Se eu estivesse curioso naquela época, teria perguntado aos meus pais. Eles teriam me contado o que sabiam e depois teriam me dito: pergunte às suas avós (meus avós já estavam mortos).

Se eu tivesse perguntado às minhas avós, elas teriam me contado o que vivenciaram durante a guerra, o saque às empresas japonesas em maio de 1940, o confisco de suas propriedades, a caça à deportação de Issei, etc.

Bem, na verdade não posso dizer com certeza se eles teriam me contado sobre a guerra. Talvez, para não ressuscitar memórias dolorosas, teriam me dito que isso já havia acabado, que foi um tempo feio que não vale a pena reviver e que devemos olhar para frente.

No entanto, presumo que eles tenham conversado. Voltando a esse cenário hipotético, tenho certeza que depois de me contarem suas experiências durante a guerra, eles teriam se lembrado de como chegaram ao Peru de barco com centenas de outros japoneses, como era a Okinawa que partiram, etc.

Eu teria ficado surpreso ao saber de suas experiências porque naquela época eu via minhas avós apenas como as mães dos meus pais, não as imaginava como parte de uma história que começou em 1899, quando o primeiro grupo de imigrantes japoneses chegou ao Peru.

Comecei a me interessar pelo tema no final da década de 1990, quando a comunidade Nikkei se preparava para comemorar o centenário da imigração japonesa no Peru em 1999. Foi então que me lembrei dos dois acontecimentos que relatei no início.

Arrependi-me de não ter tido curiosidade, de não ter pedido para ouvir o testemunho em primeira mão das minhas avós contando como foi se despedir dos pais no Japão, como foi a longa viagem de barco – como mataram o tempo, o que comeram , com quem conversaram, como se sentiram, se tinham medo, se tinham esperança, se teriam preferido ficar em Okinawa em vez de se aventurarem na incerteza -, e a chegada deles ao Peru, que imagino que para eles deve ter sido como chegar ao outro planeta em tempos em que não havia internet e o mundo não estava interligado como hoje.

A falta de curiosidade me impediu de ouvir de suas bocas como fizeram seu caminho no Peru, como se adaptaram ao país, como entre os conterrâneos se ajudaram a progredir, como superaram a discriminação e como, após o fim da guerra, decidiram não se atolar no ressentimento e no arrependimento pelo que sofreram, mas sim continuar levantando cedo todos os dias para ir trabalhar porque a vida continua.


HORA DE SABER

Agora que no dia 3 de abril comemoramos o 118º aniversário da imigração japonesa no Peru, aproveitemos a ocasião para lembrar os imigrantes japoneses.

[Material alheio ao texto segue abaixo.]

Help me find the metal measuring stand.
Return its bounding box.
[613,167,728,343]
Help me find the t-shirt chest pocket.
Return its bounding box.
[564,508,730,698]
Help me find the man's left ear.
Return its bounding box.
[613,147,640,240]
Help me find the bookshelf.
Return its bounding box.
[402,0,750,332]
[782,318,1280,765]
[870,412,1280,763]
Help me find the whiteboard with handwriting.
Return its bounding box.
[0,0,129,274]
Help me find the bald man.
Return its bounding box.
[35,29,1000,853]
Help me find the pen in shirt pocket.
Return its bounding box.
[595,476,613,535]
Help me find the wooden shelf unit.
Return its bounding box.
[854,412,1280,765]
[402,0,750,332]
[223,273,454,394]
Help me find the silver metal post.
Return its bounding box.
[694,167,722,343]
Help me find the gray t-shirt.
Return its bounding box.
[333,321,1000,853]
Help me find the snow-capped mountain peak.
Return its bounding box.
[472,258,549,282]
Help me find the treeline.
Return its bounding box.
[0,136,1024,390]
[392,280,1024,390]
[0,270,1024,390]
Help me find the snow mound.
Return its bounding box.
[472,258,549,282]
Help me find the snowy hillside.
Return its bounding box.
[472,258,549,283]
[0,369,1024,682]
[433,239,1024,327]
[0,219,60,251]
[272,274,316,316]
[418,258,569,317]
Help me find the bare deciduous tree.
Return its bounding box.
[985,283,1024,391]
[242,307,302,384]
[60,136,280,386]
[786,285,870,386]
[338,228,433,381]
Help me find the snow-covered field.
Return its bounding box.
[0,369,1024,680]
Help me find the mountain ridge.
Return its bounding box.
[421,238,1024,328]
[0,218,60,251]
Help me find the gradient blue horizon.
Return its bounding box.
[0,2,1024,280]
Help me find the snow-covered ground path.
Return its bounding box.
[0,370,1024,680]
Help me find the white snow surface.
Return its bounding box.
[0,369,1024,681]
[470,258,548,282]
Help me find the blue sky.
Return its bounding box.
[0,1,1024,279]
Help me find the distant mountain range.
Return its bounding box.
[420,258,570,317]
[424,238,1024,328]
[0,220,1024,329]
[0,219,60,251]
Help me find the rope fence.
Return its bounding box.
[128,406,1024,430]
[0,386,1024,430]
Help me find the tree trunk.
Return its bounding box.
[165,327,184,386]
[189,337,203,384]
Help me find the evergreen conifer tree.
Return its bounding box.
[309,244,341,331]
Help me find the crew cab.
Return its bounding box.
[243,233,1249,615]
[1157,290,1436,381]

Se alguém que está lendo isso estiver cometendo o mesmo erro que cometi quando era estudante – não ser curioso, não fazer perguntas, não tentar escapar da ignorância – espero que se retifique e converse com seus pais, avós ou bisavós para perguntar. contando-lhes a história de seus ancestrais japoneses que migraram para o Peru.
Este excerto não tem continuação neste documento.